Just how big does your screening collection need to be?

Here’s something that you will never hear said inside a drug discovery group: ‘You know, I’m sure that our screening collection is already large and diverse enough. Let’s just go with what we have.’ At least, I can tell you that I’ve never heard that one – and if I did, I would immediately back away from the person saying it for fear of what they might do next. All things being equal, an opinion like that would be regarded by many as prima facie evidence of mental instability.

Female scientist using bar-code reader in a drug molecule library

Source: © P. Dumas/Eurelios/Science Photo Library

Is it? We’ll tackle that question in stages. To some extent, it depends on what sort of target you’re screening against. For example, many drug companies have collections that are well-stocked with kinase inhibitors – and probably feel that they’re a bit too well stocked with them, and wish that the deck had a lower proportion of the things. If you work for such a company and are screening a kinase target, then you should expect at least a few legitimate hits. These may not be selective, or in chemical classes that you want to work in again just yet, but they will be real. And in that case, yes, your screening collection is sufficiently large.
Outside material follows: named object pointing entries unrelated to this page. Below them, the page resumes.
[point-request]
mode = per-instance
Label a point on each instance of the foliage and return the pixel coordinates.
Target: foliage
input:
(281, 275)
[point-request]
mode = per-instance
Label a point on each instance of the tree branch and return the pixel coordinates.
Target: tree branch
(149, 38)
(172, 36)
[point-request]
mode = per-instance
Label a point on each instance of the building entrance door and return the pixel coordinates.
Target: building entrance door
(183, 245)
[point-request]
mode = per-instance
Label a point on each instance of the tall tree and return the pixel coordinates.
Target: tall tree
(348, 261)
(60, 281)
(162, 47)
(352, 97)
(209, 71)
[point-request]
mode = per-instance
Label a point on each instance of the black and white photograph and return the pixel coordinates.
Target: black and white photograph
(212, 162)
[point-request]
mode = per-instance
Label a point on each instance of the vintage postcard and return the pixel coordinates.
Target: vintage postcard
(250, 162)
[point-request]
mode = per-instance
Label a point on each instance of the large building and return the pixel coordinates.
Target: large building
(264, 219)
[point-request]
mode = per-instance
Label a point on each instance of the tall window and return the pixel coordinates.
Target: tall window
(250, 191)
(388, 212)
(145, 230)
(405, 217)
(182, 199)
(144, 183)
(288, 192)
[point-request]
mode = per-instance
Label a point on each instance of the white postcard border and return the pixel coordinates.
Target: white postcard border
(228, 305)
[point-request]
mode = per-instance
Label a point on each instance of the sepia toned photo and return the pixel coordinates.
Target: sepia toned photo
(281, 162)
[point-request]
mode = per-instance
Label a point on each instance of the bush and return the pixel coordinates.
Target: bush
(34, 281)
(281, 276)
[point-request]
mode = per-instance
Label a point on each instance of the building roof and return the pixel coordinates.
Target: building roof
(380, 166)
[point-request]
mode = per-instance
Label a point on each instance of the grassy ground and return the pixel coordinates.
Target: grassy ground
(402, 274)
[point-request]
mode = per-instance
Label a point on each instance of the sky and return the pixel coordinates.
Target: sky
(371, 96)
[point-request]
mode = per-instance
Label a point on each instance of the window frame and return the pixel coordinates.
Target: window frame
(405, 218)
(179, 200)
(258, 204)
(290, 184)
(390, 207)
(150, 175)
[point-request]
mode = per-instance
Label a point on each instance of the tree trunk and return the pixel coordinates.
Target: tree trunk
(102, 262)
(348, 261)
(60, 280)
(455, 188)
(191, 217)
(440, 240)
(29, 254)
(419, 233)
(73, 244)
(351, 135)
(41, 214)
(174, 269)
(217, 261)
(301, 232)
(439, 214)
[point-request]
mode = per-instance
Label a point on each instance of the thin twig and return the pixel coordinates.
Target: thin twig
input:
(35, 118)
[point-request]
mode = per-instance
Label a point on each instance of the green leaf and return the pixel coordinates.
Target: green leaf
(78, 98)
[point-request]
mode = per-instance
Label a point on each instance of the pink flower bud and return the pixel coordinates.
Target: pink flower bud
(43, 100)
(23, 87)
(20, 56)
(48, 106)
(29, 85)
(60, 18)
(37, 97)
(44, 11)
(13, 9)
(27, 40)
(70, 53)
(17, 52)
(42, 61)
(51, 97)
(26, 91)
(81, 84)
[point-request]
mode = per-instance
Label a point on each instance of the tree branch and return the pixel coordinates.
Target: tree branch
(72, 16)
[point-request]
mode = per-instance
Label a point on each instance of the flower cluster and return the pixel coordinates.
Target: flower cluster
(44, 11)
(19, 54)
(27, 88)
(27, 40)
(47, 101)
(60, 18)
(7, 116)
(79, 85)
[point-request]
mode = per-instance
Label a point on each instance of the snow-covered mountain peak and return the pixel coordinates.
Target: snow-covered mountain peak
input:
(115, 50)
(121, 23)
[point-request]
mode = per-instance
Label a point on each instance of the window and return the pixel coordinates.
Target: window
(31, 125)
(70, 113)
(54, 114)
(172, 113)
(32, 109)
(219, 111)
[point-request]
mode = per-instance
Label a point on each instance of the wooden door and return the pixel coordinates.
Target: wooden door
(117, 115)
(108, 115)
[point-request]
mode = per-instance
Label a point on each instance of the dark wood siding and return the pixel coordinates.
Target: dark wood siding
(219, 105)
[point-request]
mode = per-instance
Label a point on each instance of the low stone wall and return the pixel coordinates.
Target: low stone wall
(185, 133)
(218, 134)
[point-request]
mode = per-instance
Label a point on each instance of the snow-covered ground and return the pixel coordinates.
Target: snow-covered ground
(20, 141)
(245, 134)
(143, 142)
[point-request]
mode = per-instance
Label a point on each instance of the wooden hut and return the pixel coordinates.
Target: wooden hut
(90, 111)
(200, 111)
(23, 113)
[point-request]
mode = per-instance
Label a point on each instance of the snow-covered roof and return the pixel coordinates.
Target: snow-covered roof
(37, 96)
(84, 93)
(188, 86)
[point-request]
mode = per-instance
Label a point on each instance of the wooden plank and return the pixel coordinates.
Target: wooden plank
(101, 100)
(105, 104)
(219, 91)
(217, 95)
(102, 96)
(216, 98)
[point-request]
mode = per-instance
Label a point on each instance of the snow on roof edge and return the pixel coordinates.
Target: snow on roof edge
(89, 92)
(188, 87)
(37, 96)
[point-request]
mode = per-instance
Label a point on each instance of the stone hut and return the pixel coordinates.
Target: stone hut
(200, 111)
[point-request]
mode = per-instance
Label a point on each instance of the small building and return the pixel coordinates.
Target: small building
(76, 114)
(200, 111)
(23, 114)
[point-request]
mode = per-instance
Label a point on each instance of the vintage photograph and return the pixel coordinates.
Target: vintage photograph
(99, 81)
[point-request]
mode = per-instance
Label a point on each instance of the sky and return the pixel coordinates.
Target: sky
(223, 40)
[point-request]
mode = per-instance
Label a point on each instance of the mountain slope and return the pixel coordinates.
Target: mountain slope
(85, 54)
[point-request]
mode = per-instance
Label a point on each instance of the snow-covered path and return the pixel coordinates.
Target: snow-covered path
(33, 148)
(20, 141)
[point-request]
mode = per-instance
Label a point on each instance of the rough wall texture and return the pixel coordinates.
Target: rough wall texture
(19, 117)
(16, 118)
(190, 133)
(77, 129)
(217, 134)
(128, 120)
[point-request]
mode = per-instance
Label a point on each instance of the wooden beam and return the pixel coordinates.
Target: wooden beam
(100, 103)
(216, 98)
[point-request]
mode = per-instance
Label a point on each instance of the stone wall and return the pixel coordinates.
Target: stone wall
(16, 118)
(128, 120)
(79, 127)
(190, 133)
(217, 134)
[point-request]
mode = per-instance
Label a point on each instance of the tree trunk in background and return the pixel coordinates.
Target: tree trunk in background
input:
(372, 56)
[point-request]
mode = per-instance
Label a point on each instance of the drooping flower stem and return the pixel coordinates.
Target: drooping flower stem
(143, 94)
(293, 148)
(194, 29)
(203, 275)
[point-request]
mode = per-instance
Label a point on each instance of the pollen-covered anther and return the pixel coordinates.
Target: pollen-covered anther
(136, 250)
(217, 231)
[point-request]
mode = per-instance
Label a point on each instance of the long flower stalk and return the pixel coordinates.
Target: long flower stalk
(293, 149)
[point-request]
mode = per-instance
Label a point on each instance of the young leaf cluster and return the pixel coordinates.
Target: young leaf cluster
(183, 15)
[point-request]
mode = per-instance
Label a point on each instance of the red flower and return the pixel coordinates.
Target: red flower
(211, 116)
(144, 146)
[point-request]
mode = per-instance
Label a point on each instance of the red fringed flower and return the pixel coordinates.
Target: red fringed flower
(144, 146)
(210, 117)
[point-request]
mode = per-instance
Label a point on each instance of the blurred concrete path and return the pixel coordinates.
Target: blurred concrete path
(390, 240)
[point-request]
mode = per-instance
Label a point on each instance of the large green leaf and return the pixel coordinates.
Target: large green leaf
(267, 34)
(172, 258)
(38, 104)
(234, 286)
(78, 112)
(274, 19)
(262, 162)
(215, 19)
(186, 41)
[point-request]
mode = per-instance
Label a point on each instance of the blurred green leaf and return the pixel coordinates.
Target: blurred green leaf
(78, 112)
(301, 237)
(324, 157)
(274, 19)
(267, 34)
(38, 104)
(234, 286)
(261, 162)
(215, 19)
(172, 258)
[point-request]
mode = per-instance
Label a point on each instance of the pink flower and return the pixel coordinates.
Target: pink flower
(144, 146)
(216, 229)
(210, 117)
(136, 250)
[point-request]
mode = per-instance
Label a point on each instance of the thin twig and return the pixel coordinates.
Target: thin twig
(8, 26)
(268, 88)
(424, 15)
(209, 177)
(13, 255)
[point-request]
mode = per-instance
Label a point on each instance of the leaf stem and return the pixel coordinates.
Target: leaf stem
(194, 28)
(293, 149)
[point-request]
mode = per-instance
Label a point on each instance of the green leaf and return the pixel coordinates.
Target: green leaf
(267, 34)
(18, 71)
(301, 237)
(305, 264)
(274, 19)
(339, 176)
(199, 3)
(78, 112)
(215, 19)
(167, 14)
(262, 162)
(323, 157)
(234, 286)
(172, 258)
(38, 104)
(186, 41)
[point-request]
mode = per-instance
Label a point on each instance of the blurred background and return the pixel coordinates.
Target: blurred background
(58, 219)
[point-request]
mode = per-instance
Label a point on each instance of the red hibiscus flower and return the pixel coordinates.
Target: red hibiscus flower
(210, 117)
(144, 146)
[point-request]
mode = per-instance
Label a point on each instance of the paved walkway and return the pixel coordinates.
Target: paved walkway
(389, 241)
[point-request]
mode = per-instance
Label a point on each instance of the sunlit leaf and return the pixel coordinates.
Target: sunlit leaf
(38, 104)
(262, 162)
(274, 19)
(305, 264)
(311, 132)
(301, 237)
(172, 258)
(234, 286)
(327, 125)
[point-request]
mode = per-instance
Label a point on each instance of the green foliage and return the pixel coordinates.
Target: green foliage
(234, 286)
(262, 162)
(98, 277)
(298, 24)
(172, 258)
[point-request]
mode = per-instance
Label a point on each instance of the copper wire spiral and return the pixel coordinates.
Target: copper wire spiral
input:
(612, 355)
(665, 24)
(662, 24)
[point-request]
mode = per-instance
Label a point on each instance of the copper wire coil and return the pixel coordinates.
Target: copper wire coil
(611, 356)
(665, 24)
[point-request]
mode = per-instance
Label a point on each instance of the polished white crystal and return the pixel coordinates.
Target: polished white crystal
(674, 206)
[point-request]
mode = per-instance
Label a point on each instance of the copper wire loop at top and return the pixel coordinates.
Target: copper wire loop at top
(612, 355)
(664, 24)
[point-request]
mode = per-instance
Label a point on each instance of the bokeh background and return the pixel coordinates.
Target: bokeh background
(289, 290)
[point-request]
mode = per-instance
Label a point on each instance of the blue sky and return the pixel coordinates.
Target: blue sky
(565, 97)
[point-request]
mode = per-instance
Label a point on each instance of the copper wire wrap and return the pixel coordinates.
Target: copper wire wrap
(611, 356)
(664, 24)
But things will be different if you’re working on a more unusual target, particularly one from a whole class of proteins that hasn’t been investigated much. Here, it’s possible to screen even large compound collections and come up with nothing that’s particularly appealing (or even worse, nothing that turns out to be particularly real). In such cases, people are wont to blame the collection itself – if the darn thing were larger, or if it weren’t full of methyl-ethyl-butyl-futile analogues from past projects, or weren’t so packed with (say) kinase inhibitors, well, we might be able to make some progress around here for once. There is no purer form of the-grass-must-be-greener longing in early-stage drug discovery than is brought on by thoughts of a better screening collection. They’re out there somewhere! Real hits, real leads – why, this project could already be rolling along! But here we sit, becalmed in a wide sea of apparently worthless compounds. Who put all this stuff in the deck, anyway?

These are the unrequited desires that led to DNA-encoded libraries. A good-sized compound collection is in the million-structure range; maybe even a few million, in the more well-stocked parts of the business. But most DNA-encoded libraries probably have ten times that many compounds (or more) in a single little plastic vial: wouldn’t you expect a hit if you could screen ten times as many compounds? Admittedly, those compounds will all be derived from the same core structure, but come on! Ten or 20 million of them! And that’s just one of the libraries. I guarantee you, no committee charged with expanding the screening deck is planning on making it only ten times bigger; anyone seriously doing that sort of screening probably has a whole lineup of different ones, easily pushing towards 500 million compounds in total. You don’t think that there’s a hit in there somewhere?

To be honest, the answer is still ‘maybe not’. Some targets are like that, unfortunately. But against those, is there any size of screening collection that would do the trick? There are definitely cases where DNA-encoded libraries or other similarly huge auxiliary collections (unusual peptides, for example) have delivered hits while the standard screening deck has not. That in itself is enough to make the we-need-more-compounds advocates feel as if they’ve won the argument. But no one is sure that if you screen, say, a totally disordered protein you should expect any real hits at all, no matter how many compounds you throw at it. Plotting hit rates of assays will give you a horribly long-tailed distribution, and no one knows how far it extends. Exploring it will take you up another unknown curve, where you keep spending more and more time and money with no way to predict a safe landfall.

So at one end of the range you can be nearly certain that you’ll get chemical matter out of the screen; at the other, it may be that there simply is no such thing to get. (I’m not sure I believe in that latter category myself, but neither do I have any proof that it doesn’t exist.) It’s in that wide, middle ground that people can always complain about the compounds they have… and dream about the ones they don’t.